About Juan Diego Falls
Juan Diego Falls (or Cataratas Juan Diego) is another waterfall situated in the main part of the El Yunque Rainforest so it’s subject to the same access restrictions as La Coca Falls nearby.
Believe it or not, El Yunque is part of the US National Forest Service system since Puerto Rico is a US Territory even though it still feels like another country.
Anyways, Juan Diego Falls is on the Juan Diego Creek (Quebrada Juan Diego), whose well-signed trail to access it is merely a short walk from the PR-191 bridges spanning the creek.
With the popular La Mina Falls being closed during our April 2022 visit to El Yunque due to the fallout from the Hurricane Maria damage in late 2017, this limited our options in terms of visiting waterfalls in the main part of El Yunque.
So we ultimately ended up spending more time exploring Juan Diego Falls instead, and this enabled us to notice that Juan Diego Falls actually consisted of two waterfalls.
However, accessing the somewhat hidden upper tier of Juan Diego Falls required crossing the creek and then scrambling up a steep and very muddy (i.e. slippery) wall to get past the lower waterfall.
During my visit, this muddy ascent had a rope to help with pulling myself up (as well as the dicey descent back down), but I’m not sure if that rope will always be there in a condition where it can be reliably used.
Beyond the dicey and muddy rope-assisted section, the “path” remained very muddy and slippery as it descended back down to the creek where you pretty much boulder your way up to the secluded base of Juan Diego Falls’ taller, upper drop.
Apparently I learned after the fact that it was possible to access the upper waterfall via an “easier” path on the right side of the lower waterfall (though it wasn’t obvious to me where though maybe I didn’t look hard enough at the time).
Other people who have done this hike might have also used that same path to access even more cascades further upstream though I can’t say anything more about that since I didn’t do that.
Nevertheless, I’ve noticed that the vast majority of people who stop for this waterfall only stop at the lower drop of Juan Diego Falls, where some have braved a cold shower there.
However, I was the only one during our hour-long visit that made it to the upper waterfall (probably due to the dicey scramble involved).

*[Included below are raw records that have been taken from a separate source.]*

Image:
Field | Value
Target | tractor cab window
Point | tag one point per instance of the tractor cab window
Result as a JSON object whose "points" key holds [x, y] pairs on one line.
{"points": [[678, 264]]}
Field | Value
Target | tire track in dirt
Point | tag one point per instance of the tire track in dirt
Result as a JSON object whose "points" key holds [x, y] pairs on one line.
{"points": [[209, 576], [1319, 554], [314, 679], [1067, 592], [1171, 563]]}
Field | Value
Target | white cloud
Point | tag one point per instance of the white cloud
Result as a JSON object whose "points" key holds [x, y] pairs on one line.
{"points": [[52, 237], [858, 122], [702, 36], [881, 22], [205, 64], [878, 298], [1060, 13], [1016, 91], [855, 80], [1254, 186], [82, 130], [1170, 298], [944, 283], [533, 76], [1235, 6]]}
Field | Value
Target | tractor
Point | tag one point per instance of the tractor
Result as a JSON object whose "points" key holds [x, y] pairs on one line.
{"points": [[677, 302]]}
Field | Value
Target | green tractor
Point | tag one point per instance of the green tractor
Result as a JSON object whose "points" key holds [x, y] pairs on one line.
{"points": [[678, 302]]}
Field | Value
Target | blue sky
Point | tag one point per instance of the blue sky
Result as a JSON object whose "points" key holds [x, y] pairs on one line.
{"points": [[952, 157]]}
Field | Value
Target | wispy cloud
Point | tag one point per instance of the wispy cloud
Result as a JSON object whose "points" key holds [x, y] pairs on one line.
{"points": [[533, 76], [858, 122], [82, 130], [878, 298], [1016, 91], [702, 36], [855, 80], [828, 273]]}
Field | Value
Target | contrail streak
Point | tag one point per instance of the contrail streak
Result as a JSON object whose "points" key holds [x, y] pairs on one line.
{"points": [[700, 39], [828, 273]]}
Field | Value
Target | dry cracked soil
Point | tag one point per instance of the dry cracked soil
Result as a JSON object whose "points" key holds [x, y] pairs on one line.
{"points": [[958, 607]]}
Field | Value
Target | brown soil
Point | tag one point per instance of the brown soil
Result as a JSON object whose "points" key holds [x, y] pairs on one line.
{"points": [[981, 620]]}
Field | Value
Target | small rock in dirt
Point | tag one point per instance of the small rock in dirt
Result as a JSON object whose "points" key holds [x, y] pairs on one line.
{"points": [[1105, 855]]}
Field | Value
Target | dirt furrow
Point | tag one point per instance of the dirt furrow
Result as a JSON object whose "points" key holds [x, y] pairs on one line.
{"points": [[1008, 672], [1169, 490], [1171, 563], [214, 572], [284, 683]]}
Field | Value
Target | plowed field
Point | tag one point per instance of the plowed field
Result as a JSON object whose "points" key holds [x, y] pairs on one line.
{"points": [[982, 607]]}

Nevertheless, as far as how I’ve rated this waterfall in both scenery and difficulty, it reflects the entire experience of visiting both of its sections.
Had we only visited the lower waterfall, then I would probably have given the scenery more of a 1.5 and difficulty closer to a 1 as it’s very straightforward to access.
Speaking of access, there were a handful of pullout spaces around the Quebrada Juan Diego around and pair of bridges on Juan Diego Creek as well as some spillover spaces further set back from the bridges in either direction.
Juan Diego Falls resides within El Yunque National Forest near Luquillo in the Rio Grande Municipality, Puerto Rico. It is administered by the US Forest Service. For information or inquiries about the area as well as current conditions, visit their website.
Like with La Coca Falls, accessing Juan Diego Falls involves securing reservations and then driving into the main part of El Yunque Rainforest.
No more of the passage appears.